Still, her ascent to the Supreme Court is historic, not just because she is the first black woman to reach the highest level of the US judiciary, but also because she will be the first justice who has served as a public defender.

“This milestone should have happened generations ago — generations ago — but we are always trotting on a path towards a more perfect union. Nevertheless, America today is taking a giant step towards making our union more perfect,” Chuck Schumer, the Senate majority leader, said on Thursday before the vote.

Jackson, who watched Thursday’s vote on television at the White House with Biden, had been considered the frontrunner for the position ever since Biden took office, after he made a campaign pledge to place the first black woman on the Supreme Court. Some Biden allies such as Jim Clyburn, the South Carolina Democrat, had pushed for alternative candidates, but the US president ultimately sided with Jackson as a highly qualified and easily confirmed nominee.

Biden formally announced Jackson’s nomination on February 25, the day after Russia invaded Ukraine, in a sign of the importance of the nomination to his presidency and congressional Democrats.

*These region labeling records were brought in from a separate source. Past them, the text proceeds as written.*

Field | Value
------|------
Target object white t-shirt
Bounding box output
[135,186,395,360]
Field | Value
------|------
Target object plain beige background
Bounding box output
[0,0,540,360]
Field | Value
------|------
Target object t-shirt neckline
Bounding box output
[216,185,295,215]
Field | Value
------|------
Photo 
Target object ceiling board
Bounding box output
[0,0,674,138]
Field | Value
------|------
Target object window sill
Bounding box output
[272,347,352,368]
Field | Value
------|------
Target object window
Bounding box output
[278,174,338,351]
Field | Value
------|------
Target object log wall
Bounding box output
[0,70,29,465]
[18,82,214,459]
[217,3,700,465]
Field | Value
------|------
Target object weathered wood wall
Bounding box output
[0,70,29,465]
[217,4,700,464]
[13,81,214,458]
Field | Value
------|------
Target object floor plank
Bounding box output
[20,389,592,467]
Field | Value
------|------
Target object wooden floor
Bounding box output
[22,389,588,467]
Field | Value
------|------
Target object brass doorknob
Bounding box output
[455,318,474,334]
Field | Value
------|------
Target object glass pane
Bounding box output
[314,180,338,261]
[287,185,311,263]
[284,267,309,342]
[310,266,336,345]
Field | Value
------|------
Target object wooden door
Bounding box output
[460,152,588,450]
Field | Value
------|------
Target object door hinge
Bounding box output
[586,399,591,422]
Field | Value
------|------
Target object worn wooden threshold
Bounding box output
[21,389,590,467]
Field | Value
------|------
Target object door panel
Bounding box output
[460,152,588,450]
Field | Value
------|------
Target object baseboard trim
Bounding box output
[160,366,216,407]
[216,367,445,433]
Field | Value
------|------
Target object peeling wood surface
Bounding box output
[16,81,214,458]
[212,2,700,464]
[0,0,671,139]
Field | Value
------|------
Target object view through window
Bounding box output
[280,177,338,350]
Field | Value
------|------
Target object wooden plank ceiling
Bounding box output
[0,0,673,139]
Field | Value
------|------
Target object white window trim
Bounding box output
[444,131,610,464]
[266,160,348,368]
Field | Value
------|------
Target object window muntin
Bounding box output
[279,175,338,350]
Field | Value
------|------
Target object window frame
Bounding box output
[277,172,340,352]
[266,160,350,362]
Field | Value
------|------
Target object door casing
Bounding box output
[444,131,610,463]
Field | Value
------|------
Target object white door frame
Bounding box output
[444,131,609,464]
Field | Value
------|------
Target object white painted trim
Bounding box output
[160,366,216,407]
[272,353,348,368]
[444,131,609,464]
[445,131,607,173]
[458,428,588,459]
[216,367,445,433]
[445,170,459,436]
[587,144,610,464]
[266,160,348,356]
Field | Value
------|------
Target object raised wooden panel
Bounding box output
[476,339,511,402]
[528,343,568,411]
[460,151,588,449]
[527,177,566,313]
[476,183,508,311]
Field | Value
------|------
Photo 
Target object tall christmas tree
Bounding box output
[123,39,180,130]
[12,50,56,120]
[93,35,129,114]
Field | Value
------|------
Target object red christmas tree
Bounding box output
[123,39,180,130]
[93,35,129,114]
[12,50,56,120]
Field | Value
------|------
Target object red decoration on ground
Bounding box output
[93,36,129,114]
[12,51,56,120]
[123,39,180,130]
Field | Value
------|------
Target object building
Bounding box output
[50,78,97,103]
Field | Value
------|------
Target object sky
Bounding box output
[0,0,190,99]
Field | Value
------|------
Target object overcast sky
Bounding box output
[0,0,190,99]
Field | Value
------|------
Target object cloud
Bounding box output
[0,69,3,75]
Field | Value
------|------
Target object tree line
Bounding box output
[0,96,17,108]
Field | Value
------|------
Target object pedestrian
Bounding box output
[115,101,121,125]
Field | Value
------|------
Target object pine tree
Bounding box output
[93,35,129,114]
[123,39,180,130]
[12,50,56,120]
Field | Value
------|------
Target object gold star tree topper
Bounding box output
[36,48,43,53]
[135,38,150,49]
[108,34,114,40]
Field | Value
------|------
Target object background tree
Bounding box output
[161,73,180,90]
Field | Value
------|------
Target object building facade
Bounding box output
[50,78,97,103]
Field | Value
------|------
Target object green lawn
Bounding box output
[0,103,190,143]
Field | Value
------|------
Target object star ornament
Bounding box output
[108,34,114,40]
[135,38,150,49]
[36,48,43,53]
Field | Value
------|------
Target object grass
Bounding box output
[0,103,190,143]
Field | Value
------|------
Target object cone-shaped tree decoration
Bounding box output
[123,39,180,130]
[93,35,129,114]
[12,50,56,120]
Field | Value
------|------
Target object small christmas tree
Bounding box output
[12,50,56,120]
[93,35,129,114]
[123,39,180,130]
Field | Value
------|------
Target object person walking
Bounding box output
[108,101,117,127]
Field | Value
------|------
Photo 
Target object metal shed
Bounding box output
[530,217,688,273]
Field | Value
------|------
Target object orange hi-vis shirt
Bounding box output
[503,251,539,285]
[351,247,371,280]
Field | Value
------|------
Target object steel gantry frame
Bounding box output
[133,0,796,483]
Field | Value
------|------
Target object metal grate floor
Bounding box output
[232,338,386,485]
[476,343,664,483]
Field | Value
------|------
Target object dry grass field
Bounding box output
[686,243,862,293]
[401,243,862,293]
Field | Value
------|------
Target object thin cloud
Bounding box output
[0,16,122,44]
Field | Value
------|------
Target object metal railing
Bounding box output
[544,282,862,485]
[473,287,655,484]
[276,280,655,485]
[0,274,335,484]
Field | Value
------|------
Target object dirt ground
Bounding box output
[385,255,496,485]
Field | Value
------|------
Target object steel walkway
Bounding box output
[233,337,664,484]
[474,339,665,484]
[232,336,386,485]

Mitch McConnell, the Republican leader in the Senate who led the charge to confirm Donald Trump’s three Supreme Court nominees, attacked Jackson as extreme, and was joined by most of his party in opposing her nomination.

“With Washington Democrats in power, the far left got the reckless inflationary spending they wanted. The far left has gotten the insecure border they wanted. And today, the far left will get the Supreme Court justice they wanted,” McConnell said. But Mitt Romney of Utah, Lisa Murkowski of Alaska and Susan Collins of Maine — three Republican senators — voted to support her.

“My support rests on Judge Jackson’s qualifications, which no one questions; her demonstrated judicial independence; her demeanour and temperament; and the important perspective she would bring to the court as a replacement for Justice Breyer,” Murkowski said earlier this week.

“It also rests on my rejection of the corrosive politicisation of the review process for Supreme Court nominees, which, on both sides of the aisle, is growing worse and more detached from reality by the year.”

The White House and Democrats will hope that Jackson’s ascent to the Supreme Court will help boost enthusiasm within the party’s base ahead of the midterm elections, for which Republicans have the upper hand given Biden’s low approval ratings and voter unease about high inflation.

Progressive Democrats have also been disappointed that Biden and Congress were unable to agree on legislation to protect voting rights and much of his economic agenda, including more funding for education, childcare and climate change, paid for with higher taxes on the wealthy and large companies.